Philip Schuyler plays a bit part in the musical, as the father of Alexander Hamilton’s wife and a U.S. senator defeated by Hamilton’s rival, Aaron Burr. But he played a larger role in 1777, when the British attempted to end the American rebellion by cutting the colonies in two.
British Gen. John Burgoyne led a seasoned army of British and German troops south from Montreal down Lake Champlain and the Hudson River, intent on reaching British-occupied New York, which would cut New England off from the other colonies. He had success at first, taking Fort Ticonderoga back from the Americans. That was a defeat for Schuyler, who was relieved of his command by Congress. But even in retreat, Schuyler’s men harassed the British, slowing them down, and giving the Americans more time to strengthen their forces.
The British made some mistakes. Burgoyne expected reinforcements from the west and from Gen. Howe’s troops in New York, but they never arrived. He sent a detachment to Bennington – now part of Vermont – to secure supplies, raid an ammunition depot he thought poorly-guarded, and to recruit American loyalists to join his troops.
Burgoyne misjudged the determination of the colonists to make the Declaration of Independence stick. In six days after the defeat at Ticonderoga, Gen. John Stark recruited 1,500 men into the New Hampshire militia – 10 percent of New Hampshire’s male population over 16 – for the defense of Bennington.
This was an age of close combat, when personal courage and inspirational leadership could be the critical factors on the field of battle. “There they are, boys!” Stark shouted. “We beat them today, or Molly Stark sleeps a widow tonight.”
The British defeat at Bennington – more than 200 killed and 700 captured - was followed by a greater one at Saratoga, where the Americans, now led by Gen. Horatio Gates, out-flanked and out-fought Burgoyne’s troops. There was friction at the top, with Gates demoting one of his top commanders, Gen. Benedict Arnold. But at a critical moment in the fighting, with the American line faltering, Arnold rallied the troops and led the charge, sustaining a leg injury, but turning the tide. Three years later, Arnold betrayed his country, but that day he was a hero.

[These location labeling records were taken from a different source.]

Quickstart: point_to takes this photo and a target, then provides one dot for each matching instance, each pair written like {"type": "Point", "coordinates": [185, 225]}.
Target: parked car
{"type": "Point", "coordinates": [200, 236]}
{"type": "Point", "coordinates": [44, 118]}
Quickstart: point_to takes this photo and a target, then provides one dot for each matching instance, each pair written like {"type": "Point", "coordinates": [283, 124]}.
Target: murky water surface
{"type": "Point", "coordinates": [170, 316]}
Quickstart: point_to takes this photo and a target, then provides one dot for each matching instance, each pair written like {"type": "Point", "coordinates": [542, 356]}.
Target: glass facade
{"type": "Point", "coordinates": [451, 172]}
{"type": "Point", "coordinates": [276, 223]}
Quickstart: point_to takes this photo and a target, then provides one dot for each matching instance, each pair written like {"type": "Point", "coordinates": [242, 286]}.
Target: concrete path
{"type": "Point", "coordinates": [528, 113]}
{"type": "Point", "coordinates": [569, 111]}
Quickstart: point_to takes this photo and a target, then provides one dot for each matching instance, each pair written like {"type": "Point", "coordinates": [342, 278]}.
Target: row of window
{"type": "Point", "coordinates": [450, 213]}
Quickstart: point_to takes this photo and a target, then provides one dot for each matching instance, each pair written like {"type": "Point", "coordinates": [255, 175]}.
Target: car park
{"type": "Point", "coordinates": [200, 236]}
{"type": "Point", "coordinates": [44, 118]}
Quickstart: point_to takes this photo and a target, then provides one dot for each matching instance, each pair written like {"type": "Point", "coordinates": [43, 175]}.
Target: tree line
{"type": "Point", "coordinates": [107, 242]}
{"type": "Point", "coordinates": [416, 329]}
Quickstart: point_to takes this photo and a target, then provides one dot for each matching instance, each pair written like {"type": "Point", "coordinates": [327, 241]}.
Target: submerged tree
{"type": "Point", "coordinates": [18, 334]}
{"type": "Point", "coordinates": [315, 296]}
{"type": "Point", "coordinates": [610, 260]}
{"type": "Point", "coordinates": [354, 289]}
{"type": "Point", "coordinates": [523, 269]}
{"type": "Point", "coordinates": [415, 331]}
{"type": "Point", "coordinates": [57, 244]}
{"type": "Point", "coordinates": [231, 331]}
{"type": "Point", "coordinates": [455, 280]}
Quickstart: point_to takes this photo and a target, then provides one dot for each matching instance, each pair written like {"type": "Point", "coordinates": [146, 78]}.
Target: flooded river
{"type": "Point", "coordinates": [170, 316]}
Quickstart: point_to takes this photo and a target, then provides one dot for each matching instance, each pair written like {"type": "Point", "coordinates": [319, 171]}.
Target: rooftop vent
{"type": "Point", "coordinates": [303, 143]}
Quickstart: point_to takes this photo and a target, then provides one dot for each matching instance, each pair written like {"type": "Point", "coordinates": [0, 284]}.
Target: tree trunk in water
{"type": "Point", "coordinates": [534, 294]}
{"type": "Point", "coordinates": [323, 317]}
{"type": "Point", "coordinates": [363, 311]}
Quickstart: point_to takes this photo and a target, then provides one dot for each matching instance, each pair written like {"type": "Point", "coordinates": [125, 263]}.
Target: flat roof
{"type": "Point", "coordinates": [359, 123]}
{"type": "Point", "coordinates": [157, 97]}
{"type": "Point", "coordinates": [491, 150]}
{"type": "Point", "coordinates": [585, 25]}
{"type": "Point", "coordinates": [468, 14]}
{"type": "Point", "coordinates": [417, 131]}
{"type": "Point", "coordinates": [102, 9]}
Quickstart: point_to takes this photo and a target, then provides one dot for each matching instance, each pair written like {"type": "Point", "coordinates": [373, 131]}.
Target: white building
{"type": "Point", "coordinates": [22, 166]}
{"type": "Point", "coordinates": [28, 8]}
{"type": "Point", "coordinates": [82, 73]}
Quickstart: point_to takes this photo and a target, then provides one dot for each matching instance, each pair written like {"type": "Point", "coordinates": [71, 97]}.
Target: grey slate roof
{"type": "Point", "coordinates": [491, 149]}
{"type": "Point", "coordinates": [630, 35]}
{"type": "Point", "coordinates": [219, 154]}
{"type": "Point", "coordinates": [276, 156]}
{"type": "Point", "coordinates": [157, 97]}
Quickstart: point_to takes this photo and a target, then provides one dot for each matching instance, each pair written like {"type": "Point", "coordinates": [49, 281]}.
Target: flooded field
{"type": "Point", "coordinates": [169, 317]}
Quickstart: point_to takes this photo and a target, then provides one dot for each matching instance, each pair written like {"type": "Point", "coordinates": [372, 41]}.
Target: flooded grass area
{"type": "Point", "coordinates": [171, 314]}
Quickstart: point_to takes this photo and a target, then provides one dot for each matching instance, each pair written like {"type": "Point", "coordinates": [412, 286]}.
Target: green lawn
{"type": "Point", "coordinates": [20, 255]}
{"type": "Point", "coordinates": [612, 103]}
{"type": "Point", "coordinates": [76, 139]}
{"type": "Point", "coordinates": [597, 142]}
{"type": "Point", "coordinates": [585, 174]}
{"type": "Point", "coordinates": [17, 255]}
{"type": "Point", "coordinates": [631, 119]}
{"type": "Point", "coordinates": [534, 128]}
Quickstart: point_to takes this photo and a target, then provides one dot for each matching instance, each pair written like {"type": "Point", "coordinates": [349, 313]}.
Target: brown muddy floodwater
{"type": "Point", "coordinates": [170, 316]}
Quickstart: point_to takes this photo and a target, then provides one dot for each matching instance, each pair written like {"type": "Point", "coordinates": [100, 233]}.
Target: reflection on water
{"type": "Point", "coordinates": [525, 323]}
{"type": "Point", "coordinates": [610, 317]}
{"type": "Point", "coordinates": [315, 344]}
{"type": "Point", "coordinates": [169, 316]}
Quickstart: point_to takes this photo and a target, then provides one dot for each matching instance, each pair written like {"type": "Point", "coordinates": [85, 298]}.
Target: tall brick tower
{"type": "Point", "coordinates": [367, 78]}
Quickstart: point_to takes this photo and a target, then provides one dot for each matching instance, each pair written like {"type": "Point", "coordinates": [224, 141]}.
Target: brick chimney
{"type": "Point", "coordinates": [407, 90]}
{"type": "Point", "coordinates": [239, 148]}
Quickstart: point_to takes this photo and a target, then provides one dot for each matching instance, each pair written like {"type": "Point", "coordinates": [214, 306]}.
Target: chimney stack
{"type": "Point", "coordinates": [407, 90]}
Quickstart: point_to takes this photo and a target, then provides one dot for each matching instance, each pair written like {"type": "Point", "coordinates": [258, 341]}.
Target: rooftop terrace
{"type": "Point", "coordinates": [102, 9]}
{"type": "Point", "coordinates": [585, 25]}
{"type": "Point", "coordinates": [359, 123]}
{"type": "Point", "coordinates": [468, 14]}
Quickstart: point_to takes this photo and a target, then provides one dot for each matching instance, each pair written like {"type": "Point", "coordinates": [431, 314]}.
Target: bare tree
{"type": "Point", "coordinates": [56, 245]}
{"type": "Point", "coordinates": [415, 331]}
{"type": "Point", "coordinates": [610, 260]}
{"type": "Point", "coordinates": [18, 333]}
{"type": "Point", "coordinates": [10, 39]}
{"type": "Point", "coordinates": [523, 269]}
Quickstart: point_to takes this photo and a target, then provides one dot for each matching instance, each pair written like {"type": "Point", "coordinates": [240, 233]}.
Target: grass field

Burgoyne retreated and soon surrendered, presenting his sword to Gen. Gates. The victory at Saratoga cheered the Americans at a dark moment. More significantly, it convinced the French government, and later the Spanish, to side with the Americans. It was Lafayette’s troops, and the French navy, that made Washington’s victory at Yorktown possible.
So long ago, so little remembered. In an age when cruise missiles and armed drones handle the close combat, the idea of officers putting their own lives on the line seems almost quaint.
But one lesson from Saratoga echoes on modern battlefields from Vietnam to Afghanistan to Iraq: People defending their own land and a set of cherished ideals bring a commitment to the fight that professional soldiers from the other side of the world lack.
As we celebrate our nation’s independence, we must always remember those who have been willing to die for it, wherever they were called to battle.